Based upon what I've read so far on the internal bug when this was introduced,
this is more about being able to utilize all allocation groups in a filesystem
with many concats.  It's not so much related to balance after growing a
filesystem (which is another interesting problem).  The info should be added to
this series and be reposted.

> We talked about this allocation distribution problem last march when
> we met at LSF, and I thought we agreed that pushing
> agskip/agrotorstep mount options upstream was not the way we were
> going to solve this problem after I outlined how I planned to solve
> this problem.

If we can come up with something better, that's great.  But AFAICT the problem
still needs to be addressed.  This is just one way to do it.
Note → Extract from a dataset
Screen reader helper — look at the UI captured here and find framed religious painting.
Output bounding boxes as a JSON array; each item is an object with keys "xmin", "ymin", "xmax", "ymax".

> Indeed, I already have prototype patches for the AG control ioctls
> that allow the xfs_spaceman program that associate an AG with an
> "allocation zone" (an "AZ") and partially written kernel
> patches that implement AZs, per-AZ agi/agf rotors and higher level AZ
> iteration in the allocator.
> 
> (It also allows specification of per-AZ stripe unit/stripe width and
> other allocation control parameters but those details are little
> outside the scope of this particular discussion.)

Cool.

> IOWs, I'm close to having a significantly more capable and flexible
> solution to this problem that doesn't require new mount options to
> be added or on-disk format changes to be made. As such, I'm not sure
> that we want to introduce a mount option that is only a partial
> solution to the problem. We basically can't remove mount options
> once they have been added, so introducing a new mount option just to
> mark it deprecated in 6 months time seems like a bad idea....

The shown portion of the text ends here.